Gelegentlich plagte sie auch ihr schlechtes Gewissen, denn je mehr sie sich von Dirk zurückzog, desto intensiver versuchte er, seine Ehefrau mit kleinen Aufmerksamkeiten zu verwöhnen. Er verehrte ihr sogar ein kostspieliges Schmuckstück aus Roségold, welches sie sehr widerwillig entgegennahm. Ausgerechnet ein Herz. Es fühlte sich falsch an, aber was hätte sie tun sollen? Unter keinen Umständen wollte sie zum jetzigen Zeitpunkt Verdacht erregen.

Sie war wie von Sinnen. Noch war ihr Gefühlsleben viel zu verwirrt, um eine Entscheidung für ihren weiteren Lebensweg treffen zu können. Zumal es hier ja nicht zuletzt auch um die Kinder ging.

Greta nutzte ungeachtet dessen jegliche Gelegenheit, um mit Kalle in Kontakt zu treten. Traf ihn in der Mittagspause, nahm bei der Zeitung heimlich einzelne Urlaubstage, um sie komplett mit ihm zu verbringen, täuschte Treffen mit ihrer Freundin Silke vor und überredete ihren Lover, endlich den Messenger-Dienst Whatsapp auf seinem Handy zu installieren. So konnten sie wenigstens rund um die Uhr kleine Nachrichten austauschen.
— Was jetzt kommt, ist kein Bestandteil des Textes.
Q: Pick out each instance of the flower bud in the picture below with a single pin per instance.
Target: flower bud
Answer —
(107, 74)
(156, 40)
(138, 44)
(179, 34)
Das Smartphone trug sie stets an der Frau. Liebesschwüre aus dem Wäschekeller oder aus dem Badezimmer waren keine Seltenheit. Gelegentlich spielte sie für ein paar Sekunden mit dem Gedanken, die Affäre mit Kalle einfach zu beenden, ihren Gewissenskonflikt loszuwerden. Aber was dann? In ihr belangloses Leben zurückkehren? Dieser Gedanke erschien ihr unerträglich. Momentan gab es zum geheimen Doppelleben keine Alternative, jedenfalls erkannte sie keine.

Am Vormittag des 31. Mai, einem Samstag mit angenehmen Temperaturen, ereignete sich etwas Unerwartetes. Etwas, das sie zu einer richtungsweisenden Aktion zwang – und womit sie im Leben nicht gerechnet hätte.

Ein Zusteller in Uniform klingelte Sturm. Greta sah ihn durch den Türspion, doch sein Gesicht lag im Schatten einer Schirmmütze, die das Logo der Firma Rapitrans trug. Sie öffnete nichts ahnend die Haustür – und blickte in zwei wohlbekannte braune Augen. Ihr wurde heiß und kalt, das Herz schlug schneller.

Verschmitzt grinsend, hielt ihr der ›Bote‹ einen Umschlag hin, der ihren Namen und sogar die richtige Adresse trug. Seltsam … die hatte sie Kalle gegenüber nie erwähnt.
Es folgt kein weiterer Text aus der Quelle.